-Ratusan ribu telah kami tanam mungkin jutaan, tapi abrasi pantai terus saja jadi ancaman.-
Tasmani, Kelompok Bakau Lestari, Desa Mojo, Pemalang.
***
Kota Gombyang Pemalang adalah salah satu kabupaten penting di di bentang Pantai Utara Jawa. Kabupaten yang kini dipimpin Haji Junaedi ini memiliki panjang pantai tak kurang 35 Km. Luas wilayahnya 111.530,5 ha. Terdapat 14 desa pesisir. Terdapat 1.738,42 hektar tambak yang tersebar di empat kecamatan pesisir seperti Pemalang, Petarukan, Taman dan Ulujami. Tambak terluas ada di Ulujami, di mana ada 1,492, 52 hektar. Luas mangrove tidak kurang dari 130 hektar, (DKP Pemalang, 2015).

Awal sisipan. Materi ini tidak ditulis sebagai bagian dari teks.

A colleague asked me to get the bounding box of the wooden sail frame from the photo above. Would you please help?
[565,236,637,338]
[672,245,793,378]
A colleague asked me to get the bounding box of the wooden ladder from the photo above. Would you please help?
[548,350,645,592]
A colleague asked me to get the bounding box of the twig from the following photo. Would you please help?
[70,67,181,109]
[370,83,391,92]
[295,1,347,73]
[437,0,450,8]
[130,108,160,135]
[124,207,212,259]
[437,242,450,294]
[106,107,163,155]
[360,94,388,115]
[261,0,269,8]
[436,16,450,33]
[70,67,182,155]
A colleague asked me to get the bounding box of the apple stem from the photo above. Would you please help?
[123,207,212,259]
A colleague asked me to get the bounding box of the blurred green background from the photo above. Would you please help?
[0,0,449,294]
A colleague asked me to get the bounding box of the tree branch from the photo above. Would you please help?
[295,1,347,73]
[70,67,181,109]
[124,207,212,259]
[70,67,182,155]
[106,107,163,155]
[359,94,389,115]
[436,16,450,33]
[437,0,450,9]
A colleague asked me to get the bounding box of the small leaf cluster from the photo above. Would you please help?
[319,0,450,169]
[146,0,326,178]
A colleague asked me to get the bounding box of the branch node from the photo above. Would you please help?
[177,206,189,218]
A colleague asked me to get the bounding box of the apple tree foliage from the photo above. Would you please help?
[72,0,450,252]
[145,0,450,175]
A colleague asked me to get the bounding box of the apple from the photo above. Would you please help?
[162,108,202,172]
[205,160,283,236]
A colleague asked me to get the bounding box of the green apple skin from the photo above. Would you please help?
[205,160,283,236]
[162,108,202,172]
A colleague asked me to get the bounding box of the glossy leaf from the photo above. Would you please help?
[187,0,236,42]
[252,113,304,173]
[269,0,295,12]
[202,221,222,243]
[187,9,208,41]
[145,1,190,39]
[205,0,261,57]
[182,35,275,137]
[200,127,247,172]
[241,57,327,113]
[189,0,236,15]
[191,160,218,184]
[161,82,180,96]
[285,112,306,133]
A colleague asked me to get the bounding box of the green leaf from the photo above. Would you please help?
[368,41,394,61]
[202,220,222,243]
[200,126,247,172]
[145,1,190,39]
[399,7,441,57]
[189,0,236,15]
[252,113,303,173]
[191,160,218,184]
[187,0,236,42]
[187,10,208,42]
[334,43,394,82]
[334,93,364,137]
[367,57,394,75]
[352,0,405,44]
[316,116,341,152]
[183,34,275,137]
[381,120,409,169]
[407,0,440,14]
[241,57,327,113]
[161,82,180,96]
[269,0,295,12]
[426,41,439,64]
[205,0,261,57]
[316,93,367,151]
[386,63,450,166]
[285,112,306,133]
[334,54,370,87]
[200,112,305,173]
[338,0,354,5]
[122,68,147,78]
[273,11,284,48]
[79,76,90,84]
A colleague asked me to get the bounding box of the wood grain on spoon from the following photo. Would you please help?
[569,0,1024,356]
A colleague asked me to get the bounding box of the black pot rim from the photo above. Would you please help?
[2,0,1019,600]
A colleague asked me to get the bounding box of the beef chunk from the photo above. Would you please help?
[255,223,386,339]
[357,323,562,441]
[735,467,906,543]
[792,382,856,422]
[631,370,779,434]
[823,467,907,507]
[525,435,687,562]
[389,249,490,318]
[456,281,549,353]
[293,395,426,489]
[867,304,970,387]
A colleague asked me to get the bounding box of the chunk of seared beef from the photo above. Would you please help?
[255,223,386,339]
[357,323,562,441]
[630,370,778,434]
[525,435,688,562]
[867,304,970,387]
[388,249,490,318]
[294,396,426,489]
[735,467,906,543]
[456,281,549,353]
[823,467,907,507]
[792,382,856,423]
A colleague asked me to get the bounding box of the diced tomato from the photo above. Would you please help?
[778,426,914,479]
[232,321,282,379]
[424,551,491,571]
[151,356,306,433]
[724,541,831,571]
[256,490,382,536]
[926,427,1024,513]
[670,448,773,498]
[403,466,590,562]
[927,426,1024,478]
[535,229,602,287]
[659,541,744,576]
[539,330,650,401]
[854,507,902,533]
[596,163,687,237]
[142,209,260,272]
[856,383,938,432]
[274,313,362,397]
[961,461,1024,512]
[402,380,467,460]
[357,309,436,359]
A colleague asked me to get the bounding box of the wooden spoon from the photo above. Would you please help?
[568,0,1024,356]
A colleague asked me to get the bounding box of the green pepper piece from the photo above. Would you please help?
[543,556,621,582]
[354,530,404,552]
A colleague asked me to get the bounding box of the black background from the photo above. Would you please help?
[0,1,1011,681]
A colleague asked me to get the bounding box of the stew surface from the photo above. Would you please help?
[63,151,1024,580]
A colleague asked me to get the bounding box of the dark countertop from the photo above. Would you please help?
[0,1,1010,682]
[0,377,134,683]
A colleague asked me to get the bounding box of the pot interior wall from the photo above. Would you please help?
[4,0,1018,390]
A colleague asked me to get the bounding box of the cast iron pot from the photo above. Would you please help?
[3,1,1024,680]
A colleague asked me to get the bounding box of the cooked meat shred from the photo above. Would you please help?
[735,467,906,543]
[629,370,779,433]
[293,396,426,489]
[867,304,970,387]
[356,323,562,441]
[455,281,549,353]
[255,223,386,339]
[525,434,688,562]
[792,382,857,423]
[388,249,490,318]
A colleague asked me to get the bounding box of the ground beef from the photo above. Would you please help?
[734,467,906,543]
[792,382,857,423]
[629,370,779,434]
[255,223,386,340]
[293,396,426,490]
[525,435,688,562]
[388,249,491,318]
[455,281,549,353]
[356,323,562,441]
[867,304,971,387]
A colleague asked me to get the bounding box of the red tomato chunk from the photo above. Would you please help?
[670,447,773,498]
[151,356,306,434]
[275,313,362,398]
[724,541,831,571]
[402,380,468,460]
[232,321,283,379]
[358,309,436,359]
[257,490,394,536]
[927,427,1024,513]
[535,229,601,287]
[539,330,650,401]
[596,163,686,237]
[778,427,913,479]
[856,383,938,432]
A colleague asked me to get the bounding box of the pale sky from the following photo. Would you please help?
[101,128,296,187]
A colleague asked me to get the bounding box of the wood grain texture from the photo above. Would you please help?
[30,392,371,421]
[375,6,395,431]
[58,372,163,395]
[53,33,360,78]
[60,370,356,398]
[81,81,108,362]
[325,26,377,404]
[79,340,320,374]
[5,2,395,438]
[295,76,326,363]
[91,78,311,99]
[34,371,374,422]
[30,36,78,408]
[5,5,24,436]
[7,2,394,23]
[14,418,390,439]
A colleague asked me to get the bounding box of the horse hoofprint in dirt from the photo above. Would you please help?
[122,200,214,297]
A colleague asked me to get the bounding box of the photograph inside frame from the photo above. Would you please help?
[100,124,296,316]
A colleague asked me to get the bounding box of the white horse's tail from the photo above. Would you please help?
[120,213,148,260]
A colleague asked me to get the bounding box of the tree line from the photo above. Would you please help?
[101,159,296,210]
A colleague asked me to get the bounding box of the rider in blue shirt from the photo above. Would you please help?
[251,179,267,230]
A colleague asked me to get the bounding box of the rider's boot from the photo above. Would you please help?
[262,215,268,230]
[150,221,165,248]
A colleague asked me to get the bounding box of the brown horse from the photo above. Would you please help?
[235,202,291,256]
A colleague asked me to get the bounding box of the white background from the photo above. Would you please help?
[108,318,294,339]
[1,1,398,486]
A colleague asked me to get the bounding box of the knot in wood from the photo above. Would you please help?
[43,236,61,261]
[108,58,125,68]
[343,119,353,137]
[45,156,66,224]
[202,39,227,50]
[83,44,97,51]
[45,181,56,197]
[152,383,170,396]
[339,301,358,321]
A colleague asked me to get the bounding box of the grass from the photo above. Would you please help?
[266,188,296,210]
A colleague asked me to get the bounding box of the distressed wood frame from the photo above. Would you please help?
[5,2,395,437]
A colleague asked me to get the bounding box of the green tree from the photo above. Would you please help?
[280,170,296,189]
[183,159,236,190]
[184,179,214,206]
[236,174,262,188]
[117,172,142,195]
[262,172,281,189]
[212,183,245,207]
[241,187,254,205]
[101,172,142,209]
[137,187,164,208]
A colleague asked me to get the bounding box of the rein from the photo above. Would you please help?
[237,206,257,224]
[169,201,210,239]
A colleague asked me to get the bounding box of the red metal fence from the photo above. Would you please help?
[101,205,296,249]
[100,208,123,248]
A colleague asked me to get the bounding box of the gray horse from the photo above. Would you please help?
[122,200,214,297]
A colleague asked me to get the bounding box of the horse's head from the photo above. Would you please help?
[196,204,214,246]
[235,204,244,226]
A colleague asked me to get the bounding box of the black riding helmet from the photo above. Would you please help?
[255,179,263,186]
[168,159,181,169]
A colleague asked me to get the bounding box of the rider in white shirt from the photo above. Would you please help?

Kebijakan pemerintah kabupaten dalam pengelolaan dan pengembangan kawasan pesisir tertuang dalam Peraturan Daerah Nomor 3 tahun 2011 tentang Rancangan Tata Ruang wilayah Pemalang antara lain untuk bidang kelautan dan perikanan. Perda ini mengatur proteksi lingkungan pantai dan ekosistem lainnya. Meski demikian, cerita pemanfaatan sumber daya pesisir setempat acap berujung nestapa bagi masyarakat yang berdiam di sekitarnya. Mangrove kian menipis, degradasi lingkungan semakin hebat. Karena ulah manusia, abrasi pantai dan tambak merebak, sedimentasi dan degradasi ekosistem mengancam kehidupan warga.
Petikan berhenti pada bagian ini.